Administrators can also filter models by group access.

Model filters

  • Hide restricted models: Filters out models that you do not have permission to use.
  • Publisher: Filter models by the organization that built them.
  • Date Published: Filter models based on the date they were published.
  • Purpose: Filter models based on their associated model type.
  • Language: Filter models by which spoken languages they can understand.
  • Tags: Filter models by tags associated with their characteristics, capabilities, or use cases.
  • License: Filter models based on their usage, modification, and distribution terms.
  • Quantization: Filter models by the quantization method used to build them.
  • File Size: Adjust the slider to filter models by the amount of disk space they require.
  • RAM: Adjust the slider to filter models by the amount of RAM they require.
  • HellaSwag: Filters models by their HellaSwag benchmark score.
  • WinoGrande: Filters models by their WinoGrande benchmark score.
  • TruthfulQA: Filters models by their TruthfulQA benchmark score.

Viewing model details

Select a model to view its details:
The Overview tab offers general information about the model, including its description, publisher, intended use cases, and license terms, as well as relevant links and a downloadable AI Bill Of Materials (AIBOM).
Model details overview

Downloading the model AIBOM

The AIBOM provides a comprehensive record of the model’s composition and provenance.

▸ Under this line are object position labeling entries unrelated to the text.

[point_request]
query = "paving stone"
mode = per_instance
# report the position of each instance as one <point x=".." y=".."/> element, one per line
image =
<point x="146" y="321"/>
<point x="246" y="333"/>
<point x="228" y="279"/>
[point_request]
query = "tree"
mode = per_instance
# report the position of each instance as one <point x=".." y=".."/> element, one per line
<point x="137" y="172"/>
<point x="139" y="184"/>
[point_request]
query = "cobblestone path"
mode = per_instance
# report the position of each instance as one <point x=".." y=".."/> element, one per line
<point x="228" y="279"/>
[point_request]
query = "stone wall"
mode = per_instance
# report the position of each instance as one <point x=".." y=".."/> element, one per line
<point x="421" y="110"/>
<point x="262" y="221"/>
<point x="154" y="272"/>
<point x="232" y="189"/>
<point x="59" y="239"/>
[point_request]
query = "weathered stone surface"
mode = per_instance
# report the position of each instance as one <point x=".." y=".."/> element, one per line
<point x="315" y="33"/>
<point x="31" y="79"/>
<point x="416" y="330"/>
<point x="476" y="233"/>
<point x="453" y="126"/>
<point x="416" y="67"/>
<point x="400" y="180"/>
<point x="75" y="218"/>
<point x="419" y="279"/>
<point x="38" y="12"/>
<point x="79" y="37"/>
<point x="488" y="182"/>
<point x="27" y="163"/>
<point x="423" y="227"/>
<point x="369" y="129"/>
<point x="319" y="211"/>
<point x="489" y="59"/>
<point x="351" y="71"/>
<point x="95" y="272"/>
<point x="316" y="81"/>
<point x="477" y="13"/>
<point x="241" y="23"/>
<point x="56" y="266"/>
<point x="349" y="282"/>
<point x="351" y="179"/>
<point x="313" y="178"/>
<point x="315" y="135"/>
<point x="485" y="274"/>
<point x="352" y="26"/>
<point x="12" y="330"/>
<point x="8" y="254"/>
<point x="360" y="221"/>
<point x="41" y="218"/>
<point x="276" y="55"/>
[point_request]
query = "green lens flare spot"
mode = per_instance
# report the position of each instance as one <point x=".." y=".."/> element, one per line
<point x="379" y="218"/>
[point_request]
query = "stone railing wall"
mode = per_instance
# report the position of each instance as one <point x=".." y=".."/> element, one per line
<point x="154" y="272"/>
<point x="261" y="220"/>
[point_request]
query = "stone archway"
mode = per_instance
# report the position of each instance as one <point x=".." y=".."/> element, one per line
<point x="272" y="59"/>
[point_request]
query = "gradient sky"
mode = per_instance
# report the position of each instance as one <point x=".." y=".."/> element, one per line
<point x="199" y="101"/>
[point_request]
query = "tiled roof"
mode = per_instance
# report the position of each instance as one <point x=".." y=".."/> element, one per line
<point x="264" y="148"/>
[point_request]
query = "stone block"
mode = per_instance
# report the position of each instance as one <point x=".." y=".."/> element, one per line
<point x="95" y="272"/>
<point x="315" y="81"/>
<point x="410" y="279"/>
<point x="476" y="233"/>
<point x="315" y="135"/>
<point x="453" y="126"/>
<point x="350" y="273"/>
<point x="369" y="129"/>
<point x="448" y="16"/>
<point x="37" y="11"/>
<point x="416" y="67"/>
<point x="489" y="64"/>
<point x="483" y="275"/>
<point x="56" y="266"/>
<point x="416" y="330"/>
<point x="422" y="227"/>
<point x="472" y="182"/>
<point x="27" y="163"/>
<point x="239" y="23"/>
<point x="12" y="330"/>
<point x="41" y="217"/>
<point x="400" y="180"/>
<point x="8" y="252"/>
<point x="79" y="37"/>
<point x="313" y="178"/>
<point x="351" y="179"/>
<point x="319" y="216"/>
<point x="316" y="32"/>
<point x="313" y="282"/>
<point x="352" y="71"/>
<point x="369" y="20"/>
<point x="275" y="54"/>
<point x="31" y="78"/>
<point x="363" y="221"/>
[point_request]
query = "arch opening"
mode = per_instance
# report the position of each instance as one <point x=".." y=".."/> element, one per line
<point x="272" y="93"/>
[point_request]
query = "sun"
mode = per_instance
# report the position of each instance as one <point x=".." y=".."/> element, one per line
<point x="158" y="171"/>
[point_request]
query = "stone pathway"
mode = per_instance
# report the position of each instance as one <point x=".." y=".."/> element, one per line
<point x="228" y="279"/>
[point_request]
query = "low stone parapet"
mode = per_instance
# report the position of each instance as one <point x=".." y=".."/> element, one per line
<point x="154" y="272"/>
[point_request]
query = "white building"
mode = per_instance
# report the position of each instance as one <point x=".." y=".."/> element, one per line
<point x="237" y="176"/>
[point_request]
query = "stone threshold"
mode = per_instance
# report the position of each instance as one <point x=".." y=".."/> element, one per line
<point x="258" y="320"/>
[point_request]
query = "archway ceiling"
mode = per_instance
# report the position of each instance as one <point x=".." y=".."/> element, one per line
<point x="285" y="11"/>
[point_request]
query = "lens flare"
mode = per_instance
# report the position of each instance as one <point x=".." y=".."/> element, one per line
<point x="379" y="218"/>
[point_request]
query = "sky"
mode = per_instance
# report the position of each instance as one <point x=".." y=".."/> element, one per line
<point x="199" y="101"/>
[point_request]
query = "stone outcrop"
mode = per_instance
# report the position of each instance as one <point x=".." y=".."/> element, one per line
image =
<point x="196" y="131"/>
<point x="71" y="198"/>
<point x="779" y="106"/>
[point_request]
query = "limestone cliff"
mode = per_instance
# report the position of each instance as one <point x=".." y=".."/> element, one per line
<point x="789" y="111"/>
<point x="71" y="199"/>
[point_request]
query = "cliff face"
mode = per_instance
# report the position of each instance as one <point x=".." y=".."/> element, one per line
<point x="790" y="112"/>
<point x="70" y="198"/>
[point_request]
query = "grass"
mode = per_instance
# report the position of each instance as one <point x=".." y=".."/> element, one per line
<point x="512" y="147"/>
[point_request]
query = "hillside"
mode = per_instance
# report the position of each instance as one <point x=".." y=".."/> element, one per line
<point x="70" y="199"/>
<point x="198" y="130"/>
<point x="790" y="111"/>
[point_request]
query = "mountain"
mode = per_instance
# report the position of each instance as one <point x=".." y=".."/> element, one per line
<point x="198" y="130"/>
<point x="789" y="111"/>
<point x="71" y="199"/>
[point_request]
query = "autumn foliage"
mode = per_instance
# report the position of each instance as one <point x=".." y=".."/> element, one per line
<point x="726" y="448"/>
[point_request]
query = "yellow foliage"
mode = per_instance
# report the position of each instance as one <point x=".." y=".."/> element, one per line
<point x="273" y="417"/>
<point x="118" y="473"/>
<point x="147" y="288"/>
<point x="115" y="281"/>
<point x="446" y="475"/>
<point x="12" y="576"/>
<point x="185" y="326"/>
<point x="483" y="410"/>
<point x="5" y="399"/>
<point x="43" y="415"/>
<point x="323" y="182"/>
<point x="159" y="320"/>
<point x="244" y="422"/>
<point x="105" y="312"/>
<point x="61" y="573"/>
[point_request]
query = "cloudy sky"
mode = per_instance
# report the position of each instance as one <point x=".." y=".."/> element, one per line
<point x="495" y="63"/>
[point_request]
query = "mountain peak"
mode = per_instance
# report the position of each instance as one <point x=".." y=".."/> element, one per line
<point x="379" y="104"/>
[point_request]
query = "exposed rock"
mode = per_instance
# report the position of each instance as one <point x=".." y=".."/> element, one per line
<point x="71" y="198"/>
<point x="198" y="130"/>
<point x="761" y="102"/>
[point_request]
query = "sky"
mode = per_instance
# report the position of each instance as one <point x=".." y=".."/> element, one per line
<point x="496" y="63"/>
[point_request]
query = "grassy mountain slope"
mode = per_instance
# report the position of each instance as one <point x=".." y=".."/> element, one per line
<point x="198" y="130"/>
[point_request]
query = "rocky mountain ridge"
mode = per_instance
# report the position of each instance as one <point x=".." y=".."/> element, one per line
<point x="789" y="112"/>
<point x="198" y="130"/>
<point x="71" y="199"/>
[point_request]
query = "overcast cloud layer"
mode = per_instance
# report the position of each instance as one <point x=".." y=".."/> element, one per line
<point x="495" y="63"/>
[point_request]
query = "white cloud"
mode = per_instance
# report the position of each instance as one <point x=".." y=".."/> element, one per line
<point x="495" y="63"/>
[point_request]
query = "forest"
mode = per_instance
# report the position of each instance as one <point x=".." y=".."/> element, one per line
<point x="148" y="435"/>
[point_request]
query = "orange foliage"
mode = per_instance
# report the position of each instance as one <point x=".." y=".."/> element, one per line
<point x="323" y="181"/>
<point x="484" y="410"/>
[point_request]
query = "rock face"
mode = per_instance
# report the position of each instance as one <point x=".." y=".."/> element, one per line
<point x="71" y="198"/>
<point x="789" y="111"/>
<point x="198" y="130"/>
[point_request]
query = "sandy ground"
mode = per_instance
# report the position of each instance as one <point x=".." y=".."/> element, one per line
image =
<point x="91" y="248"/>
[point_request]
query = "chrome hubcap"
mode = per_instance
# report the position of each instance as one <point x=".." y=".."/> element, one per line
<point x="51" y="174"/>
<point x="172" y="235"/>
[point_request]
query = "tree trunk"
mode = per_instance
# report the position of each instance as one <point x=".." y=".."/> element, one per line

Select Download AIBOM to download the report as a .json file in CycloneDX format.A model’s AIBOM might include:
  • Model metadata: The publisher, version, architecture, license terms, and intended use cases
  • File variants: Details for each available quantization, including file format, disk space, and RAM requirements
  • Cryptographic hashes: SHA-256 checksums you can use to verify that downloaded model files are intact and unmodified
  • Performance metrics: Benchmark scores across available quantizations
  • Ethical considerations: Documented limitations, bias risks, and recommended mitigations
  • Software dependencies: Libraries required to run the model
The information available in an AIBOM varies depending on what the model publisher has disclosed and which benchmarks have been run.

Creating a server

Creating a server loads the selected model quantization into a dedicated instance that exposes API endpoints for inference and embedding. When requests are sent to these endpoints, the model processes the input and returns the output. You can connect your applications to the server’s IP address and use it in your AI workflows. For more information about creating and using servers, see Model servers.
  1. From a model’s details page, select Create Server.
  2. If the model is already in use, a dropdown lists active servers using the model. Select a server from this list to view the server’s details.
  3. Newly created servers appear on the Model Servers page.

Opening a model in Desktop

If you have Anaconda Desktop installed, you can select Open in Desktop to open the model’s details page in Anaconda Desktop. From there, you can review the model’s details, chat with the model, and download the model to create a local server. See Getting started with Anaconda Desktop for a quick start guide on chatting with models and creating local servers.